Apa itu adab? Apa itu ilmu? Dua pertanyaan yang seharusnya sederhana untuk dijawab namun terkadang sulit untuk diterapkan. Secara garis besar, adab, apabila kita menitikkannya dalam ruang lingkup individu, maka bisa menjadi sebuah sifat, karakter, juga sikap dalam diri seseorang. Terlepas dari baik buruknya seseorang itu, atau terlihat elegan maupun tidak di mata orang lain, itulah adab yang ada pada diri seseorang. Sedangkan ilmu adalah pengetahuan yang didapatkan oleh setiap individu melalui proses belajar. Yang namanya belajar tidak hanya sebatas memperhatikan penjelasan guru di kelas atau dari banyaknya membaca buku. Belajar adalah apa yang kita dengar, yang dilihat, juga yang dirasakan oleh setiap orang. Dari proses tersebut kemudian masuk ke dalam pikiran serta hati terkait dengan apa yang didapatnya selama ia menjalani proses tersebut. Dengan kata lain, ilmu adalah pengetahuan dari hal-hal baru yang dapat menjadi pelajaran oleh setiap individu.
Lantas, apa kaitannya antara adab dan ilmu?

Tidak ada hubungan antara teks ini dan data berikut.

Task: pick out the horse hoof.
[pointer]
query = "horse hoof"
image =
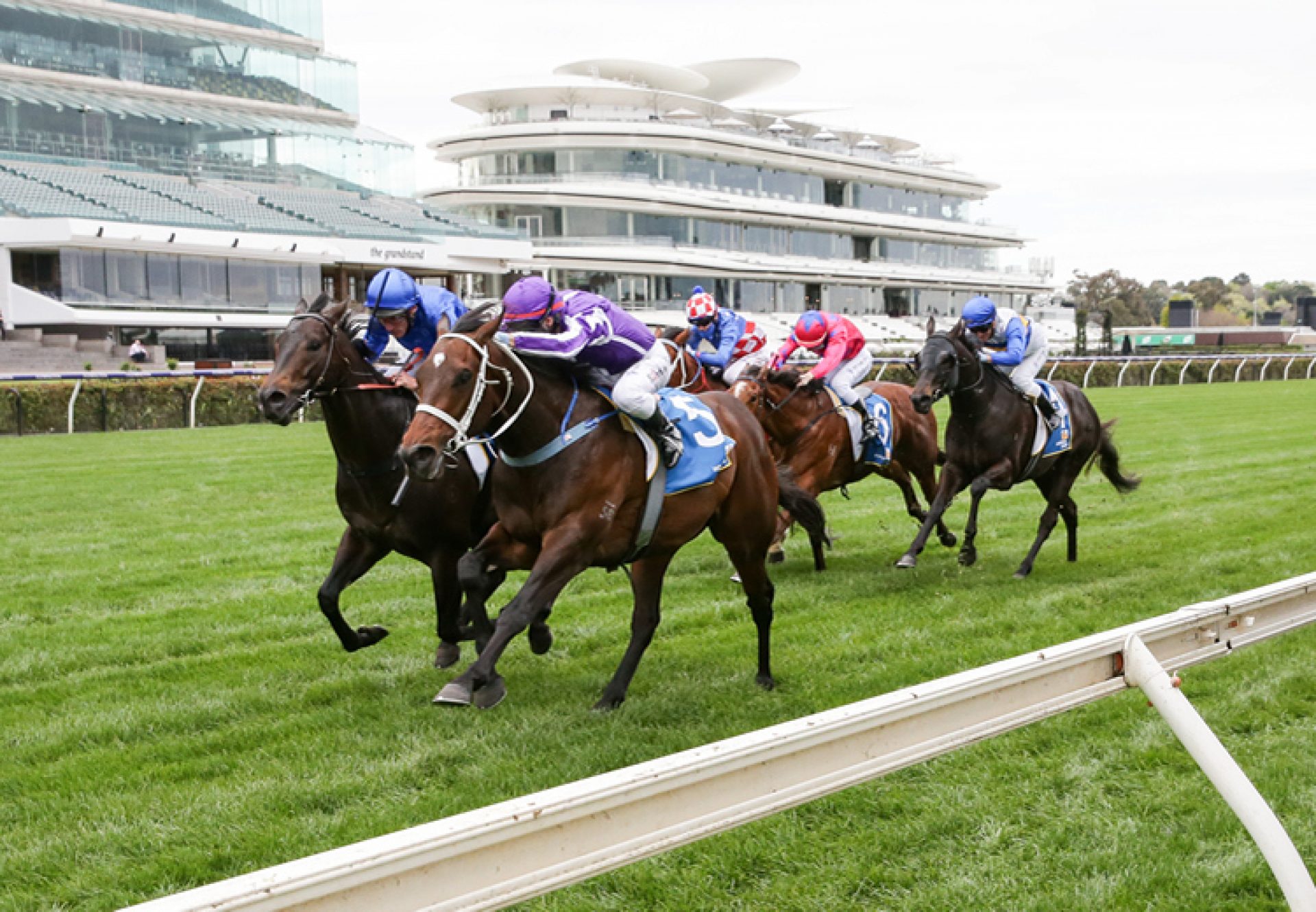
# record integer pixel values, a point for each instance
(541, 639)
(446, 654)
(454, 694)
(491, 694)
(369, 636)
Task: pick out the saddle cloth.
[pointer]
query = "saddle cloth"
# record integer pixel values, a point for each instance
(878, 450)
(707, 447)
(1056, 441)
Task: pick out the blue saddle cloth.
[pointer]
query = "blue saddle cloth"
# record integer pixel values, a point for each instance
(877, 452)
(1061, 439)
(707, 447)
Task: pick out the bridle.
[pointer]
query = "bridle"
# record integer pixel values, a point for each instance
(953, 384)
(313, 391)
(461, 437)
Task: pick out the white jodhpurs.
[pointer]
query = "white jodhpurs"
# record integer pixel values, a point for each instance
(1025, 373)
(636, 393)
(733, 370)
(848, 374)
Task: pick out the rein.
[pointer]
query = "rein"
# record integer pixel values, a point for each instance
(461, 439)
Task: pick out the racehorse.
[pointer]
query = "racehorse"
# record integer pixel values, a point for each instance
(582, 504)
(690, 373)
(435, 523)
(988, 443)
(812, 439)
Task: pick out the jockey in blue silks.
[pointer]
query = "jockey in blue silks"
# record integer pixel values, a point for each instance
(738, 341)
(409, 312)
(1015, 344)
(592, 331)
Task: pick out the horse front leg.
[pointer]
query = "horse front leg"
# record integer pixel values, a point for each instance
(561, 560)
(646, 578)
(999, 476)
(356, 556)
(949, 486)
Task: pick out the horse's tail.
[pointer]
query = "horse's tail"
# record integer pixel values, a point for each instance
(805, 508)
(1110, 458)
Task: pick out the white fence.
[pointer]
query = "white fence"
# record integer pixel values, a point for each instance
(511, 852)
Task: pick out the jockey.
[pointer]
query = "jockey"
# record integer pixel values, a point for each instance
(845, 360)
(592, 331)
(410, 314)
(1015, 344)
(740, 344)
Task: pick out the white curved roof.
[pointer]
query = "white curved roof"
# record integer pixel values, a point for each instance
(639, 73)
(729, 79)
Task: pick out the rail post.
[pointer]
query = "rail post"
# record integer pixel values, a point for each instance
(17, 410)
(1143, 670)
(73, 400)
(191, 408)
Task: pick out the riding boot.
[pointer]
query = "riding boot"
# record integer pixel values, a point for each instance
(872, 430)
(1048, 411)
(661, 428)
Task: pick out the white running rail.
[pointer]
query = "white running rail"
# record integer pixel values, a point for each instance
(506, 853)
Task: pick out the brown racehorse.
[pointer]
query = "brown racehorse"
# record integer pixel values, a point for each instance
(690, 373)
(812, 439)
(988, 443)
(435, 523)
(582, 506)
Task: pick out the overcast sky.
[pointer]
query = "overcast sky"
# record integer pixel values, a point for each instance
(1167, 140)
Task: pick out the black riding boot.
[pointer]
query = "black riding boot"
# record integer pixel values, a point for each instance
(1048, 411)
(661, 428)
(872, 430)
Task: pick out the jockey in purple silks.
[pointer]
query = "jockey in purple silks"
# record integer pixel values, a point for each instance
(589, 330)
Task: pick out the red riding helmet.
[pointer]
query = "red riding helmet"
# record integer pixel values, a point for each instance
(809, 330)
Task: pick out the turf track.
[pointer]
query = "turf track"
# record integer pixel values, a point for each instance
(174, 710)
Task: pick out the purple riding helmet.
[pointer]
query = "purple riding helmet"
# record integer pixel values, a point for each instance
(529, 299)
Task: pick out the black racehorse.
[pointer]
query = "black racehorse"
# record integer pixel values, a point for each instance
(435, 523)
(988, 443)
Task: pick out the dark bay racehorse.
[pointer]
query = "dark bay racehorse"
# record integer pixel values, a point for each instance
(812, 437)
(988, 443)
(582, 507)
(690, 373)
(435, 523)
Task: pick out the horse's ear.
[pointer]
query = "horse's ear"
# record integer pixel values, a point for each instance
(485, 333)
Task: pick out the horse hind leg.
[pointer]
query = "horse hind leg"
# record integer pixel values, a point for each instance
(646, 578)
(356, 556)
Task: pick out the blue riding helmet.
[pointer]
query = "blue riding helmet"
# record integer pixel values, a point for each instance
(979, 314)
(391, 293)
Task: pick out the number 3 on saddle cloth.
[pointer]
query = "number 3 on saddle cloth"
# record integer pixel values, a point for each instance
(1060, 440)
(707, 447)
(877, 452)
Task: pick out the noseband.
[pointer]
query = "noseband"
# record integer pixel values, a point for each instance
(461, 439)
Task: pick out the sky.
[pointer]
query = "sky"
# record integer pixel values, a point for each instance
(1160, 138)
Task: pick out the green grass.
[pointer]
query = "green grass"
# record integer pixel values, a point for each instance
(174, 710)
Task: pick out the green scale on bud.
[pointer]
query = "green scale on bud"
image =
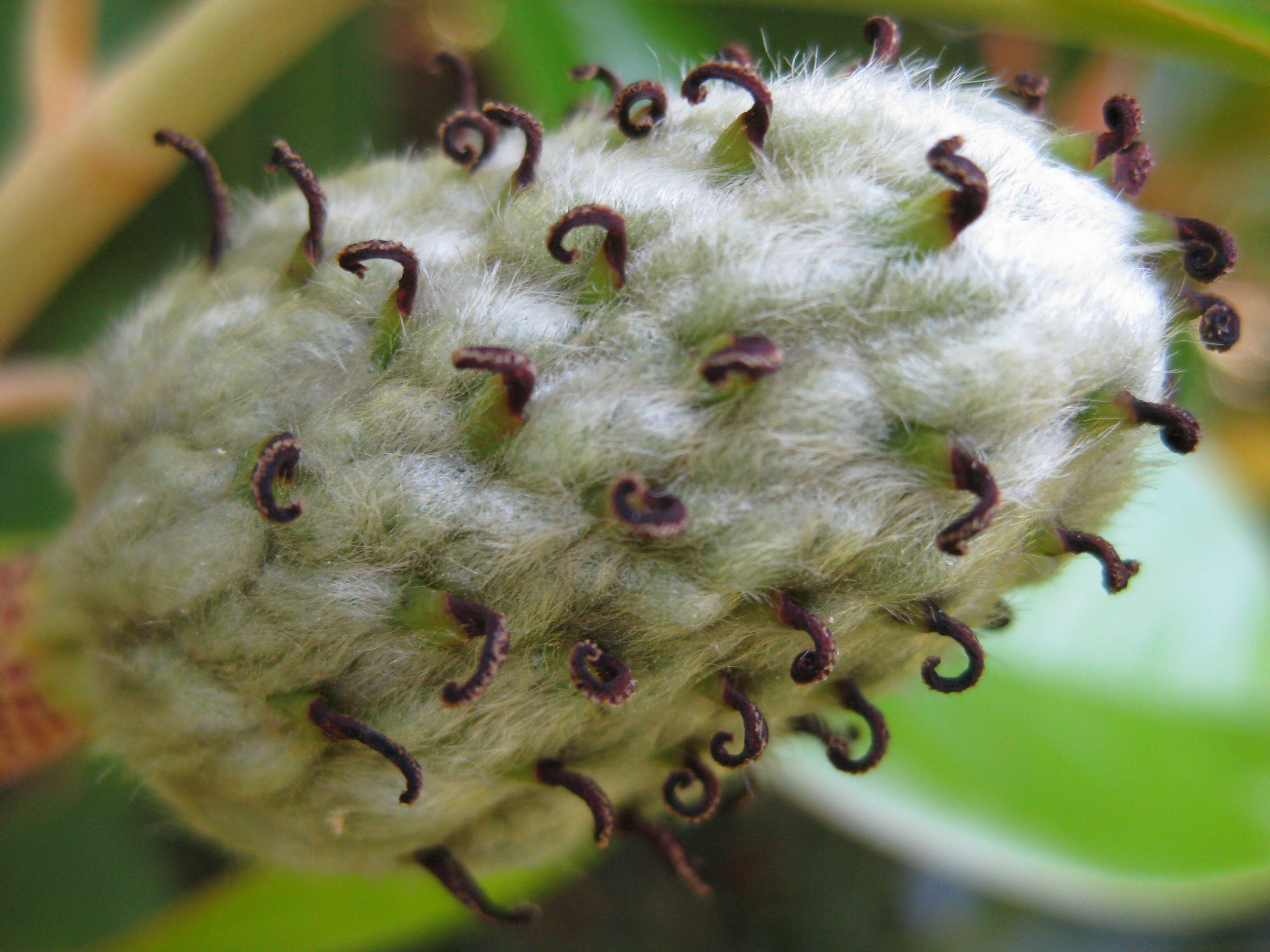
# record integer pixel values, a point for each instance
(588, 518)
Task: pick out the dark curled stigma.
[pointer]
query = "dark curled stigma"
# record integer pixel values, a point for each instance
(601, 216)
(1208, 250)
(340, 726)
(1116, 572)
(554, 775)
(971, 196)
(455, 144)
(276, 464)
(754, 357)
(533, 130)
(218, 198)
(757, 119)
(601, 677)
(755, 740)
(951, 628)
(644, 511)
(479, 622)
(883, 33)
(512, 366)
(1123, 120)
(668, 848)
(838, 748)
(308, 183)
(352, 257)
(971, 476)
(1179, 431)
(1030, 91)
(693, 772)
(1131, 168)
(1218, 320)
(814, 665)
(441, 864)
(640, 92)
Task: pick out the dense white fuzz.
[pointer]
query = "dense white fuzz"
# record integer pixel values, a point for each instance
(187, 616)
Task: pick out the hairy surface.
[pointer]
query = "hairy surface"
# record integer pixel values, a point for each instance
(183, 614)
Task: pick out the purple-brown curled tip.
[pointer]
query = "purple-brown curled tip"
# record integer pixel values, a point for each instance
(341, 726)
(751, 357)
(951, 628)
(971, 476)
(668, 848)
(478, 622)
(1179, 429)
(755, 738)
(554, 775)
(883, 33)
(1218, 320)
(218, 198)
(838, 748)
(600, 676)
(693, 772)
(644, 511)
(1208, 250)
(441, 864)
(308, 183)
(455, 145)
(533, 130)
(757, 119)
(276, 464)
(604, 217)
(971, 196)
(1030, 91)
(512, 366)
(1123, 120)
(640, 92)
(354, 256)
(814, 665)
(1116, 572)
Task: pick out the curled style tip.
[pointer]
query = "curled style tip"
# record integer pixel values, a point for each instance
(757, 119)
(1123, 120)
(533, 130)
(640, 92)
(951, 628)
(1218, 320)
(668, 848)
(1030, 91)
(838, 749)
(693, 772)
(341, 726)
(308, 183)
(813, 665)
(755, 740)
(1179, 429)
(752, 357)
(218, 198)
(276, 464)
(883, 33)
(441, 864)
(971, 196)
(601, 216)
(352, 258)
(1208, 250)
(644, 511)
(1116, 572)
(971, 476)
(554, 775)
(478, 622)
(512, 366)
(600, 676)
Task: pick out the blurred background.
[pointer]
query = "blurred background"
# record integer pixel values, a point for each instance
(1107, 789)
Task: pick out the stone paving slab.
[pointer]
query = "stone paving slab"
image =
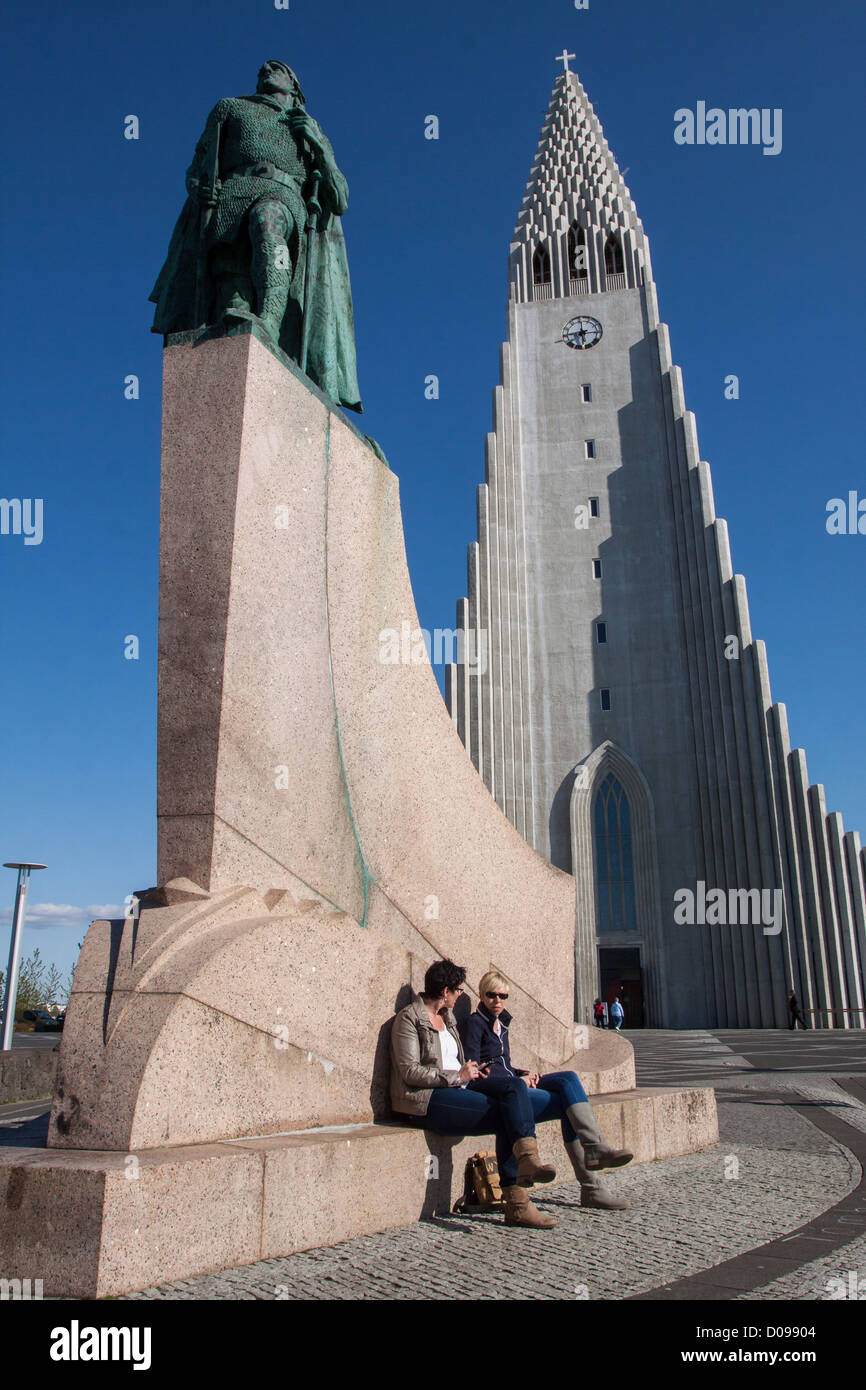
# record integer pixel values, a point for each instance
(688, 1214)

Sering kita mendengar bahwa adab itu harus diletakkan di depan ilmu. Juga sebagian mengatakan adab itu berada di atas ilmu. Dari pernyataan-pernyataan tersebut dapat kita simpulkan bahwa adab itu memiliki peran yang lebih besar ketimbang ilmu. Lalu, apakah demikian?
Penulis pernah beberapa kali mendiskusikan dua hal ini bersama guru, teman, serta orang-orang tua. Dari berbagai macam pendapat yang diberikan oleh mereka, juga berbeda-beda pandangan terkait dua hal ini, ada satu yang mampu membuka pikiran serta hati penulis terbuka yaitu, orang yang beradab itu sudah tentuberilmu.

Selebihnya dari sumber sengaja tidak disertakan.